“One forgives to the degree that one loves.”
— Francois de La Rochefoucauld
I was thinking about forgiveness and how that word has changed its meaning so much for me in just the last few years. Previously, my thoughts on forgiveness were much like how Wikipedia states it in the beginning of their piece on forgiveness. It begins, “Forgiveness is typically defined as the process of concluding resentment, indignation or anger as a result of a perceived offense, difference or mistake, or ceasing to demand punishment or restitution.” Yep. That was pretty much how I used to feel too. I love the phrase in there, ‘concluding resentment, indignation or anger.’
I used to hear the phrase a lot, ‘forgive and forget,’ as if that were what people actually did. I heard a lot about the idea of forgiving, but didn’t see much forgetting. That reminds me of this wonderful quote: “There’s no point in burying the hatchet if you’re going to put up a marker on the site.” — Sydney Harris.
Basically, people do something or say something and we take offense or are not pleased with that, then we are supposed to forgive them? Shouldn’t they be the ones to set things right? Isn’t this how we think sometimes?
If I think about that last comment, I see that it wasn’t the other but our own reaction or response that creates the resentment, indignation or anger. In other words, that is our own idea. Then, for some reason, whether we think it is the Christian thing to do or the right thing to do, or someone is prodding us, we say they are forgiven, but in reality we cannot forgive them, since they didn’t do anything to forgive, but we did it to ourselves.
I would have had a hard to getting that a few years back, but now it is so clear. We habitually react or respond in blame which is what creates the potential for needing forgiveness to begin with.
Another way to look at forgiveness is to just let go. Pretend this problem is a bag with a strap and we’ve gathered a few of them, and now we forgive ourselves by taking that burden off ourselves and leaving it on the road and walking away leaving it behind us. In this, we can see that forgiveness is not something we are doing for others, but for ourselves alone. It is our own feeling that we are healing or trying to heal. It was all our own idea.

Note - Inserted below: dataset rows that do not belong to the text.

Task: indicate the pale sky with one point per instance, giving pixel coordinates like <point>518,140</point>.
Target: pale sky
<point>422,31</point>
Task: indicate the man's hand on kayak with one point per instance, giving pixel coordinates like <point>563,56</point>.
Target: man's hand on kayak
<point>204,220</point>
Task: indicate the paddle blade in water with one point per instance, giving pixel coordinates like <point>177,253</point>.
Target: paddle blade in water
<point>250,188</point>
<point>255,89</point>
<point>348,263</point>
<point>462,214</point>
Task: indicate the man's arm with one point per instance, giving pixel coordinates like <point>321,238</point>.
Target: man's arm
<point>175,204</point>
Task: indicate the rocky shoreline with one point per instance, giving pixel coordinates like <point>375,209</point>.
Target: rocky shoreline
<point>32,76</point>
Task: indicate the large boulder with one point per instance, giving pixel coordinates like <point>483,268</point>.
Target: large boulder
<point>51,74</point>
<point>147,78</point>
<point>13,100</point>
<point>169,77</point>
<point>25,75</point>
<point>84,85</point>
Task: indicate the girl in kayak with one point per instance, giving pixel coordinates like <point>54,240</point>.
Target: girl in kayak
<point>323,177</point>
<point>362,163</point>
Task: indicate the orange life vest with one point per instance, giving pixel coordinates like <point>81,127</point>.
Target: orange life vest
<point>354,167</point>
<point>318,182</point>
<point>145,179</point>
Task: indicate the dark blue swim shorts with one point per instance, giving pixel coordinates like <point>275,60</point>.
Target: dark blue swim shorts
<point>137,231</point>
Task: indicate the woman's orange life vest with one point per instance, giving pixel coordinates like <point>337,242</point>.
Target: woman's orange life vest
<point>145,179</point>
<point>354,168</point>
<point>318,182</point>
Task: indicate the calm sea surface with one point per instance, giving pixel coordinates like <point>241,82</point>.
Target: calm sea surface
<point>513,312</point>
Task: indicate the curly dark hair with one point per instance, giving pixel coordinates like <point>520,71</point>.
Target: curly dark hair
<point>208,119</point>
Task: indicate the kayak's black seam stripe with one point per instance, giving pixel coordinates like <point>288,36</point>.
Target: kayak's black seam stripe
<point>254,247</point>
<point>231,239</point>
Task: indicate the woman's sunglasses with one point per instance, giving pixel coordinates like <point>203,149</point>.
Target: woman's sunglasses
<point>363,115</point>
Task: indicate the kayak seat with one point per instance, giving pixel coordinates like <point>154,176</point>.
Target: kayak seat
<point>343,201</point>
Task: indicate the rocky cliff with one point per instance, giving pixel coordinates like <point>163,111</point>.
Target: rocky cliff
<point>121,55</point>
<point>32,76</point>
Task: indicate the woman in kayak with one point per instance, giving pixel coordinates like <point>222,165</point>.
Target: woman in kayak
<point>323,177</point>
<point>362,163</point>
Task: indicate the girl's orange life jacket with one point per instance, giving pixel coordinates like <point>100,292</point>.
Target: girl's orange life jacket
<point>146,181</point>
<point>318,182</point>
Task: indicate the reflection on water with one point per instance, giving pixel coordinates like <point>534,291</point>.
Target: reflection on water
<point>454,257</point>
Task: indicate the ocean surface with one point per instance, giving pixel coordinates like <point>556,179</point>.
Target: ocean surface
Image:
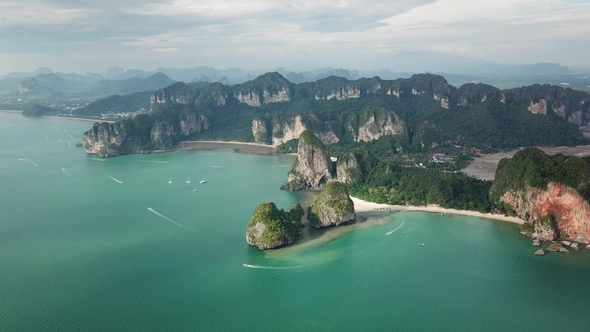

And, I save the best for last. From what I’ve learned, forgiveness is a personal release of love and the more unconditional love I will allow and release, the more I am forgiven and the less I see a need for any forgiveness, for there is no more blame, and only loving.
It Is As It Should Be Since We Are All Created From The Same Source.
Spread Some Joy Today–Memory is a two-way event. By releasing those memories that no longer serve us, we are free to experience joy.